【この記事の要約】
ライフジャケットは、水難事故のほとんどの経路を一度に断つ装備です。ただし、体に合っていなければ本来の性能は出ません。大きすぎるものは、水に入った瞬間に浮力で上へずれ、頭が抜けます。この記事では、選ぶときに見るべき点を順番に整理しました。桜マークと呼ばれる国土交通省の型式承認の意味、二〇一八年から拡大された小型船舶での着用義務、浮力七・五キロという基準の意味、浮力材が入った固型式と膨張式の使い分け、そして子ども用のサイズと股ベルトの重要性です。あわせて、買った後の点検と保管、レンタルという選択肢についても触れます。
結論からお伝えします。ライフジャケット選びは、サイズと股ベルトで九割が決まります。
浮力の数値でも、デザインでも、価格でもありません。体に合っているかどうかです。合っていないライフジャケットは、着ていないのとほとんど変わりません。
理由は単純です。水に入ると、ライフジャケットは浮こうとします。体は沈もうとします。この二つの力が逆向きに働くため、固定されていなければ、ジャケットだけが上へずれます。気づいたときには、顔の横までジャケットが上がり、体は下にある。子どもの場合、そのまま頭が抜けます。
私は防災士として、夏になると水辺の相談を受けることがあります。そこで感じるのは、ライフジャケットを持っているご家庭でも、正しく着けられているかを確認したことがある方は少ないということです。買った時点で終わりにせず、着せた後にひと手間かける。この記事では、その手間の中身をお伝えします。
なぜライフジャケットなのか
まず、この装備がなぜ突出して有効なのかを整理します。
水難事故には、いくつもの経路があります。流れに巻き込まれる。浮き具が沖へ流される。足がつかない場所で足をすくわれる。冷たい水で体が動かなくなる。パニックで泳げなくなる。
経路は違いますが、行き着く先はひとつです。顔が水面から出せなくなること。これが、溺れるということの中身です。

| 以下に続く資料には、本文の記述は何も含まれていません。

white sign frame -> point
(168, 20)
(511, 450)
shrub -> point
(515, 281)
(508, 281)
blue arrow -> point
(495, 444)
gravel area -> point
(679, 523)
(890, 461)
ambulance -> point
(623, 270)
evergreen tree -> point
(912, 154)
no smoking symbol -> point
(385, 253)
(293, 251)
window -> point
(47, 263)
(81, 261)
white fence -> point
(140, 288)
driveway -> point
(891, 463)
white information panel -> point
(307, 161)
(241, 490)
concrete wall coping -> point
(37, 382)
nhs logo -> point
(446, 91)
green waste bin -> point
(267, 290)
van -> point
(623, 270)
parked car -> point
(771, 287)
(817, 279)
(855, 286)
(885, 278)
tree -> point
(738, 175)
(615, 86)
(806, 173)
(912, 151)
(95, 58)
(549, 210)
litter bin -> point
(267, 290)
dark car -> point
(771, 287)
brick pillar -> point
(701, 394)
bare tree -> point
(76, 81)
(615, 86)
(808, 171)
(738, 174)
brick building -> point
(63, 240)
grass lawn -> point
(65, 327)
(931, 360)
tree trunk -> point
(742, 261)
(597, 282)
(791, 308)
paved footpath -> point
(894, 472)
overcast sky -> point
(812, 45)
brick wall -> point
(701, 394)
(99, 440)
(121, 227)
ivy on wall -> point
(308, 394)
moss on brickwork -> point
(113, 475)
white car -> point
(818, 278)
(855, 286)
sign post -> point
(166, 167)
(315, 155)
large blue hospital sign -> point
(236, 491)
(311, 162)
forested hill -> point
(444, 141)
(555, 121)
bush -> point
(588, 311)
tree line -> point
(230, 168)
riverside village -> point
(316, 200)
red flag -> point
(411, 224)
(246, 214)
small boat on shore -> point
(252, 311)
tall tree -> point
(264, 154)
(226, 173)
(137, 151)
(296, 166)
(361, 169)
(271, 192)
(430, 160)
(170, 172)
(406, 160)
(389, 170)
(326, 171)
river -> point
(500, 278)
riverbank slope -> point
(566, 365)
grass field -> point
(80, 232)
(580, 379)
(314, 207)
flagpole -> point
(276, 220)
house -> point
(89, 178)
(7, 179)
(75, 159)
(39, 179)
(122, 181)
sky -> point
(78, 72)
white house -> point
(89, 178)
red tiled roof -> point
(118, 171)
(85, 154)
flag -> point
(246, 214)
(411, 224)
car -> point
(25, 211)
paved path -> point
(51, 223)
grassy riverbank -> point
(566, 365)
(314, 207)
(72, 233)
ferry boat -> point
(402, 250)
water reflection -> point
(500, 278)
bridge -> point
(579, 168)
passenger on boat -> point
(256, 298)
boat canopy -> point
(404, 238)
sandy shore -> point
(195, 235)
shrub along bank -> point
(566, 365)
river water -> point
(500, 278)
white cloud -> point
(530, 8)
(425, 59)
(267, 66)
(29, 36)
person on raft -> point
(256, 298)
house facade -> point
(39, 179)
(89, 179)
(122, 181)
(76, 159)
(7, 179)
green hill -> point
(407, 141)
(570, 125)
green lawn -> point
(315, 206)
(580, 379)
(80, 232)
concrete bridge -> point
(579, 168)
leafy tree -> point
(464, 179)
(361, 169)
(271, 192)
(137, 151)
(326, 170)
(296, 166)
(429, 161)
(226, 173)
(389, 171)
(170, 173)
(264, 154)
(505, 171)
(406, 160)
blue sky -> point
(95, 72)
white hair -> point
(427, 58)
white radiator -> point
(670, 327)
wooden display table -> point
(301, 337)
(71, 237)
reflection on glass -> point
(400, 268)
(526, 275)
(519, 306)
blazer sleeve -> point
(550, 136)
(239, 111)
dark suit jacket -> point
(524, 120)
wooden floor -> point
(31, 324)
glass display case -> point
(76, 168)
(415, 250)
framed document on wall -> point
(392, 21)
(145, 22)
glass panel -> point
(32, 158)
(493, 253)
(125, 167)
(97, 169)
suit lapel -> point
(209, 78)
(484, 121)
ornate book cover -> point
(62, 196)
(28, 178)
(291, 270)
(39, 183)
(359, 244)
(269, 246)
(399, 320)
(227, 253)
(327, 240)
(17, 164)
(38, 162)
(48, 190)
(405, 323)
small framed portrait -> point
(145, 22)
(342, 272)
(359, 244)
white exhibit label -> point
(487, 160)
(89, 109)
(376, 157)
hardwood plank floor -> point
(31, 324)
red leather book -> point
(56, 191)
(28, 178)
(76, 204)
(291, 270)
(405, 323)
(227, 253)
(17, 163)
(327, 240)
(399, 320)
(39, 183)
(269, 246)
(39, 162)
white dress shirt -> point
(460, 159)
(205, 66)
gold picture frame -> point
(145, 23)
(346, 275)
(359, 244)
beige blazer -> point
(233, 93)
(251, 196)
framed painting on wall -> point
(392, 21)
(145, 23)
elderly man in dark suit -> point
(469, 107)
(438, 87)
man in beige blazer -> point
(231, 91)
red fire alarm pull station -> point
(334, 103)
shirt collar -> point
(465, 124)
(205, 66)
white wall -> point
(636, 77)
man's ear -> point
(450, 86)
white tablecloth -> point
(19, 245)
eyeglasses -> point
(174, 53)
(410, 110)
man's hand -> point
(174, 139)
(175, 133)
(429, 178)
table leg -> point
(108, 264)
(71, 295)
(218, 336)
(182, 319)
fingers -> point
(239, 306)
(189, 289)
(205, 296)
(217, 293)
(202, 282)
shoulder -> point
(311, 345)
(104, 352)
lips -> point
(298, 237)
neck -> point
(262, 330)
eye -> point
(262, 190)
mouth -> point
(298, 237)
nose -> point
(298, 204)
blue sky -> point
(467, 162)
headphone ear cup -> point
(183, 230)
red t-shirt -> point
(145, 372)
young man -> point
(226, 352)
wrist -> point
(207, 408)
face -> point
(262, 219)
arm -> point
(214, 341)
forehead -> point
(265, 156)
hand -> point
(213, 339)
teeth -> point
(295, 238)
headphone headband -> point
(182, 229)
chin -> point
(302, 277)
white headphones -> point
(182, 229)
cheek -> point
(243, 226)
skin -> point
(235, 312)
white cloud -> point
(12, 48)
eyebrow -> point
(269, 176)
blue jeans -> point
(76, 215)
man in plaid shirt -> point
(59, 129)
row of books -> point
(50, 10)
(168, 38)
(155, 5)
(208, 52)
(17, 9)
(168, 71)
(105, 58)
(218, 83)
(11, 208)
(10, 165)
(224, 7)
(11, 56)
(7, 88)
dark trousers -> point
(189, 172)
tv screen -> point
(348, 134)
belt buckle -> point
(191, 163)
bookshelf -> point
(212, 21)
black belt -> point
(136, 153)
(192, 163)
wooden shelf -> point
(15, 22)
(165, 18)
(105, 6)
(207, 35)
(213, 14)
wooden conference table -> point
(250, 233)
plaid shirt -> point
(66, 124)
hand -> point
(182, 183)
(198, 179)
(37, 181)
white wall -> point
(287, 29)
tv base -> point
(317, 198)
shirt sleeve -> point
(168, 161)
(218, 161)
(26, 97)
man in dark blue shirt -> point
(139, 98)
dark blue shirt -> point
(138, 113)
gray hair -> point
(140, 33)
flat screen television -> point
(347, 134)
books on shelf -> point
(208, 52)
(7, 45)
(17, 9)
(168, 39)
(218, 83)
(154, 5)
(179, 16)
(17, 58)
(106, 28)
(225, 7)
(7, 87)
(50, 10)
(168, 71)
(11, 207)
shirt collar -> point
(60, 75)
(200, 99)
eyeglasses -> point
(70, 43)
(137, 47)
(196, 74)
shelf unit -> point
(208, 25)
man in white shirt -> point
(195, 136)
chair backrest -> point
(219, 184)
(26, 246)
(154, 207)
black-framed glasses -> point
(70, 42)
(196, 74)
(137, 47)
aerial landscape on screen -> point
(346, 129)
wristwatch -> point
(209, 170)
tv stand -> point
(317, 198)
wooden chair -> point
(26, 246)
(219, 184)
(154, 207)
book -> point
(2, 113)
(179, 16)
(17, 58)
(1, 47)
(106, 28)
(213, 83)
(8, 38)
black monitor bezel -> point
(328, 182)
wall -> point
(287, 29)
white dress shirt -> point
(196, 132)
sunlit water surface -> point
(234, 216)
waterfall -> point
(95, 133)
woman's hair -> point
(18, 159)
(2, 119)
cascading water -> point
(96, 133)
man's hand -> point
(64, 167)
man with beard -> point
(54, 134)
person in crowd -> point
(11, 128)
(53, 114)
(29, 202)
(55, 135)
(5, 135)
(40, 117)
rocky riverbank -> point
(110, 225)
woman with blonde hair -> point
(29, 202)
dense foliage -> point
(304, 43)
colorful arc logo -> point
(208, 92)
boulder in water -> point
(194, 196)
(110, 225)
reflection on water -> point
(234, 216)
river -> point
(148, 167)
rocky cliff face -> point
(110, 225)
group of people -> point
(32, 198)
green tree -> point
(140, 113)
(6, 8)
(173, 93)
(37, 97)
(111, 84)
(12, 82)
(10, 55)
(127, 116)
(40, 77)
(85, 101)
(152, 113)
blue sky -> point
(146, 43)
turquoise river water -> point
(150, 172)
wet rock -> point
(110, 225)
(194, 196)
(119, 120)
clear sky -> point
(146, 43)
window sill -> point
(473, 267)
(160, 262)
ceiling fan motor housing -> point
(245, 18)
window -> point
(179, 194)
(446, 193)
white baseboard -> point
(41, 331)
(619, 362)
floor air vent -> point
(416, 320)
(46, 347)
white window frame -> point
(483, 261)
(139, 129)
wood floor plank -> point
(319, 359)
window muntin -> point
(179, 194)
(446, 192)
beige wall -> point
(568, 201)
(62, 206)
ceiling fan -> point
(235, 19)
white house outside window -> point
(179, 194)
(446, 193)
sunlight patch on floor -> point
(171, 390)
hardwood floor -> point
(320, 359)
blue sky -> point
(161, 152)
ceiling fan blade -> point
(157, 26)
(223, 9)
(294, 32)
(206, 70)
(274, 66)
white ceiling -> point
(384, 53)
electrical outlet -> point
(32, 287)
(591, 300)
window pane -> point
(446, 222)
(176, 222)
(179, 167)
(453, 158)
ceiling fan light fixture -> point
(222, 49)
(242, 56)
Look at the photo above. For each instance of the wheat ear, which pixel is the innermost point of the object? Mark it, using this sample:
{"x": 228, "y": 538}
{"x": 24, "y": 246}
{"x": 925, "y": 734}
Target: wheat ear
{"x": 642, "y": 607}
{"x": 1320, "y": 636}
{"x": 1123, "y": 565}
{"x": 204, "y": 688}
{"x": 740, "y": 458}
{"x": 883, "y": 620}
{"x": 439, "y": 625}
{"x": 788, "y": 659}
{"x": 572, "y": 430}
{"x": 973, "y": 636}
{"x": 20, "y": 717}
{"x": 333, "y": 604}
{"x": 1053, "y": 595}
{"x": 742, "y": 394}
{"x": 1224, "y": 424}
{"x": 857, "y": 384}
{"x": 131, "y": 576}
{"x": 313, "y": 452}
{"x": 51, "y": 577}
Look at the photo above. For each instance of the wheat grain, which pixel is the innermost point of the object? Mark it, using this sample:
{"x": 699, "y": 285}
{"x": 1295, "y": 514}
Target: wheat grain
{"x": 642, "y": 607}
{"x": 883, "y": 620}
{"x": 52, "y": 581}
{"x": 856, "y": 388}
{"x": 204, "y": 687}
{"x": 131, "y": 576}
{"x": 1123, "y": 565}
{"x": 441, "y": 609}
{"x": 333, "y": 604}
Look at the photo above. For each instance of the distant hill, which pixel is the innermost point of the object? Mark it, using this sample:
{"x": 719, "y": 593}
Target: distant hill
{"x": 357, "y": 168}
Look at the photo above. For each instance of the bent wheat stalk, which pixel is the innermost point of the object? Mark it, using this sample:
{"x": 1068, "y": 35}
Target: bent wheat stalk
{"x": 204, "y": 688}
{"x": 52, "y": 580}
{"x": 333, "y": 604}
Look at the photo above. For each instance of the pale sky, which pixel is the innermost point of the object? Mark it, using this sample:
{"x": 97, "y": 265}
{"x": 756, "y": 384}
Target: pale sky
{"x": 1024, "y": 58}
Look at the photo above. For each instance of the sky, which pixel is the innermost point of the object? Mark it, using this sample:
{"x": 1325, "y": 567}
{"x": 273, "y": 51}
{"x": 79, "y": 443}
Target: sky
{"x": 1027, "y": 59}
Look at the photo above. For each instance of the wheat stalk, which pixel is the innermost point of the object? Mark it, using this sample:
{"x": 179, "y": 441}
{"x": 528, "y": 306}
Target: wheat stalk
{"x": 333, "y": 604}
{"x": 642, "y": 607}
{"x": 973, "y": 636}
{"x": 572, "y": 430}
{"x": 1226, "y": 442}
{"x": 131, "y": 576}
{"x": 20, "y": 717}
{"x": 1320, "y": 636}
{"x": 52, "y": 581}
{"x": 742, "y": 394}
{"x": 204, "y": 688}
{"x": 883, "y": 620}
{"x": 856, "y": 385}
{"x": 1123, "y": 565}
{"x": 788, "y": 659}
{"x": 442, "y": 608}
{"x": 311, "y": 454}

ライフジャケットは、この一点だけを保証します。流れは止められません。沖へ運ばれるのも防げません。しかし、顔は水面の上に出ます。
そして、顔が出ていれば呼吸ができます。呼吸ができれば、時間ができます。時間ができれば、救助が間に合います。すべての経路が、最後の一点でせき止められる。これが、ライフジャケットが他のどの装備とも違う理由です。
統計が示していること
警察庁の統計では、令和六年の水難者は千七百五十三人、そのうち亡くなった方と行方不明の方は八百十六人でした。私が計算すると、四十六・五パーセントにあたります。水難に遭った人の半数近くが、命を落としています。
亡くなった方の行為別で最も多いのは、魚とり・釣りの百九十一人でした。水泳中の四十一人を大きく上回ります。泳ぐつもりのなかった人が、多く亡くなっているということです。
そして警察庁は、水難の防止対策として、釣りやボートで水辺に行くときは必ずライフジャケットを着用するよう呼びかけています。そのうえで、体のサイズに合ったものを選び、正しく着用することを求めています。「着ける」ではなく「サイズを合わせて正しく着ける」と明記されている点に、意味があります。
統計の詳しい内訳は海難事故・水難事故はなぜ起きる?にまとめました。
桜マークとは何か
ライフジャケットを探すと、桜マークという言葉に出会います。ここを理解しておくと、選択肢が整理できます。
桜マークは、国土交通省の型式承認試験と検定に合格したことを示す印です。桜の花の形をしたマークが付いています。
この承認を受けるためには、いくつもの安全基準を満たす必要があります。代表的なものが、水中で浮き上がる力が七・五キロ以上あること、そして顔を水面上に維持できることです。
七・五キロという数字は、大きく感じるかもしれません。しかし、人の体は肺に空気があるため、水中ではほぼ浮くか、わずかに沈む程度です。必要なのは体重を丸ごと支える力ではなく、顔を水面より上に保つための余裕です。その余裕として設定されているのが、この数値だと理解してください。
着用が義務づけられている場面があります
二〇一八年二月一日から、小型船舶の船室の外にあたる甲板上では、原則としてすべての乗船者に桜マークの付いたライフジャケットを着用させることが、船長の義務となりました。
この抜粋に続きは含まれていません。